原山副社長 VW側が指摘するフィアットからのエンジン調達以外にも、別のスズキにとって根拠がない件で契約違反を指摘されている。VWは契約違反だというが、むしろ契約違反を主張したいのはスズキのほうだ。

09年12月に提携をしたとき、契約内容として技術についてVWからスズキに技術移転が得られると、かなり具体的な規定があった。しかし提携後、スズキが必要としている技術をVWが供給できない事実がわかった。そもそも独立したイコールパートナーとして提携した以上、他人に向かって「契約違反だ」というのは、外交関係における宣戦布告に等しい。だから、われわれはVWに対し「契約違反」という言葉は使ってこなかった。

パートナーのスズキに対し「契約違反」という最後通告をしながら協議を進めることはできない。まずは取り消しなさい、というという提案をしてきたが、そのことについても何ら反応がなかった。

今回の件について、契約にあまり記載がないため、違約金が発生するような事態には発展しないだろう。一番の問題は、どうやって契約を解除するかということだが、VW側としても、突然フィアットのエンジンの問題を持ち出すなど、提携を解消したかったように思わざるをえない。

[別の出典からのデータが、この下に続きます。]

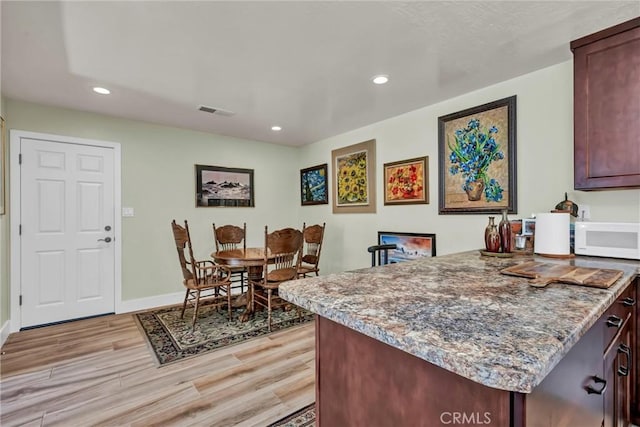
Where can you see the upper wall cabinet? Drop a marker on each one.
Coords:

鈴木会長 原山は第一線で契約交渉に当たっており、多少興奮しているようだ。両社にとって大事なのは、またどこで会うかわからないから笑顔で別れることだ。先ほども言ったように、これは結婚・離婚と同じ。「殿、殿中でござる」と一緒だ。あまり最悪のケースばかりを考えても仕方がない。もっと和やかに解消する努力をしたい。